El dolor y yo.

 

Me refiero al dolor físico.  Y si quiero hablar hoy de este tema,  es porque un hijo mío acaba de sufrir un episodio de dolor aunque, por suerte, no doloroso a tope.

Voy a cumplir 78 años y me siento muy contenta de poder decir que conozco infinidad de dolores, yo creo que casi todos, y los puedo identificar en sus diferentes matices  por la experiencia de haberlos sentido. Pero si me siento contenta,  es porque si  la vida me ha deparado estos dolores, nunca se ha cebado conmigo y  siempre han sido dolores leves, yo diría que de una escala de 1 a 10, nunca he sobrepasado el 6, con la gran excepción de mis partos, de los que aun tengo un horroroso recuerdo. Esas cuatro experiencias yo las calificaría con un 10 y porque no hay un 11.

He sufrido dolor de tripa, dolor de regla, de esguinces, de tendinitis,  de cabeza, de oidos, de gargante, de un herpes,   de estómago…  Soy una mala enferma, tengo que reconocerlo. Me como al mundo entero estando normal, pero un simple resfriado, sin embargo, me deja tirada y desconcertada sin saber como actuar. Cuando me pongo así, mis hijos me odian y con razón. Menos mal que esto puede sucederme cada dos años más o menos.

El dolor es un fenómeno subjetivo y te llena de displacer. Cuando lo tienes, ya no pides a la vida placer sino normalidad. En ese momento no deseas nada de la vida, ni dinero ni amor… solo deseas salud. Cuando estás mal es cuando verdaderamente valoras el simple hecho de estar bien.

La tolerancia al dolor también cambia mucho de una persona a otra. Mi tolerancia tiene un umbral muy bajo y mi capacidad para soportar el dolor es casi nula.

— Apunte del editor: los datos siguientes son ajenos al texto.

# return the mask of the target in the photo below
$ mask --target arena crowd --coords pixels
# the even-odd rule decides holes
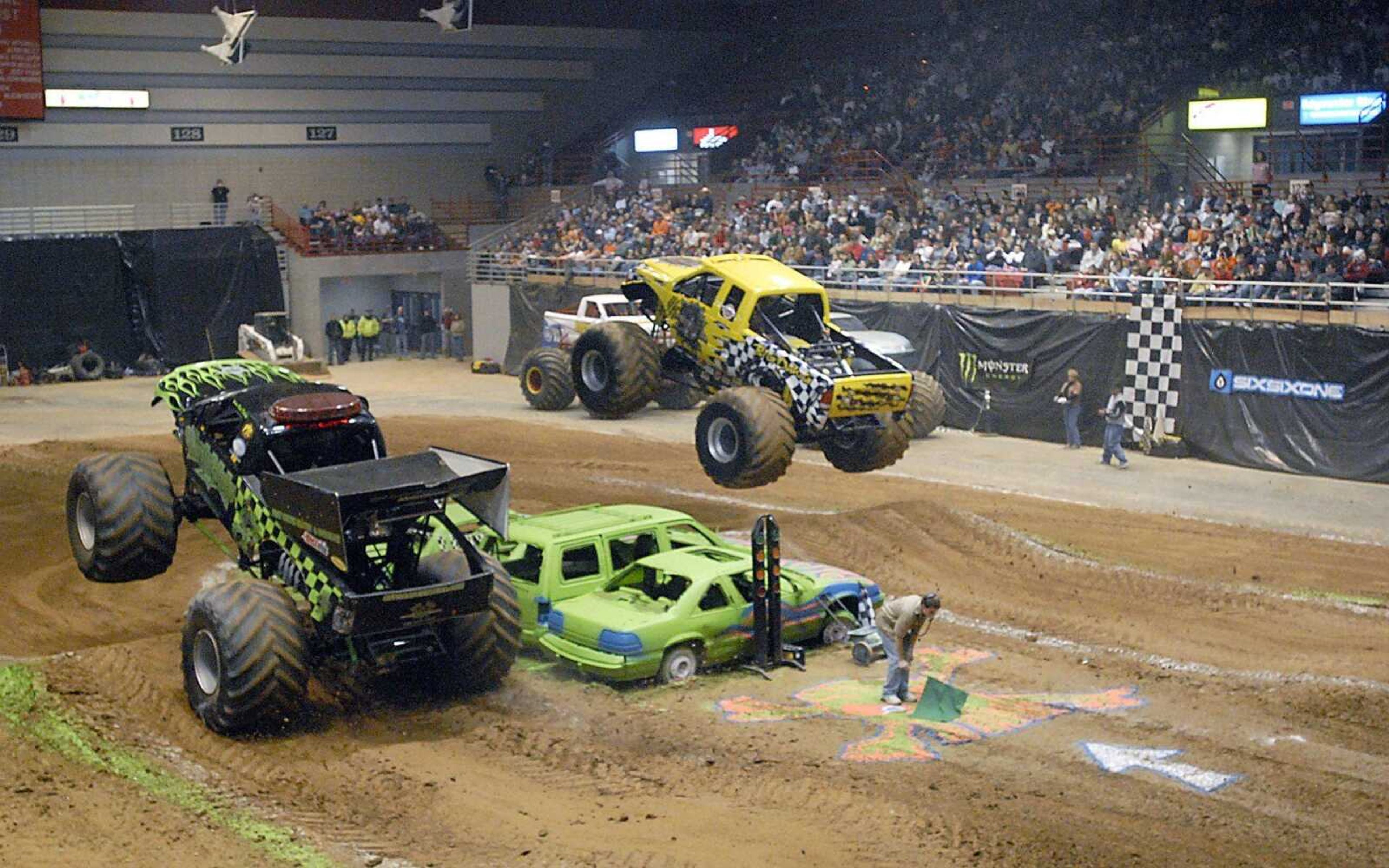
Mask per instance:
[[[1010,272],[1067,275],[1079,292],[1161,290],[1232,299],[1345,299],[1331,283],[1383,283],[1389,200],[1365,192],[1263,199],[1181,193],[1149,207],[1113,192],[1013,201],[989,194],[886,189],[836,197],[818,187],[717,201],[708,189],[654,199],[597,196],[508,237],[503,256],[575,272],[625,271],[654,256],[767,253],[831,285],[900,289],[939,282],[1031,283]],[[1157,278],[1157,279],[1154,279]],[[1254,282],[1313,286],[1256,286]]]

El dolor es necesario en la vida pues este señala al sistema nervioso que una zona de tu cuerpo está dañada. Existen personas que no perciben dolor alguno y siempre están expuestas a peligros al no sonar la campana de alarma en su organismo.

Le temo al dolor. Le temo y mucho. Siempre digo que si me detectaran un cáncer y me aseguraran que no voy a tener dolores, no haría nada, ni quimio ni radio ni nada.  Mi ciclo vital terminaría a una buena edad y punto. Pero si no me van a poder evitar los dolores, haré todo lo que haga falta para no tenerlos.  Y si fueran muy fuertes,  me plantearía cosas que ahora no me quiero plantear.

Y aquí se acaban mis experiencias con el dolor, no quiero cansaros.  ¿Me contais las vuestras?.

12 Responses to “El dolor y yo.”

  1. Ai a mi me da miedo el dolor por qué lo he pasado mal por muchas cosas.

    Ahora con lo de la fatiga crónica he aprendido que mi nivel está por debajo de las personas normales e intento no agobiarme, pero soy mala enferma! jaajaja.

    Creo que casi nadie no le tiene miedo al dolor…

  2. Afortunadamente, no puedo relatar grandes experiencias de dolor físico. Creo que las que he tenido han sido soportables y no las recuerdo como especialmente terribles. De hecho hay algo que no he confesado a nadie y es que en alguna manera la experiencia del dolor que he sufrido -nada especial como digo- me ha resultado estimulante, como si fuera un proceso espiritual y “en el dolor” uno estuviera en una burbuja en que el mundo exterior deja de existir, y, para mí no hay mayor sensación placentera que cuando me logro aislar del exterior o lo que me llega de fuera está dentro de unas perspectivas razonables. El dolor es esa campana que te permite aislarte sin sentimiento de culpa.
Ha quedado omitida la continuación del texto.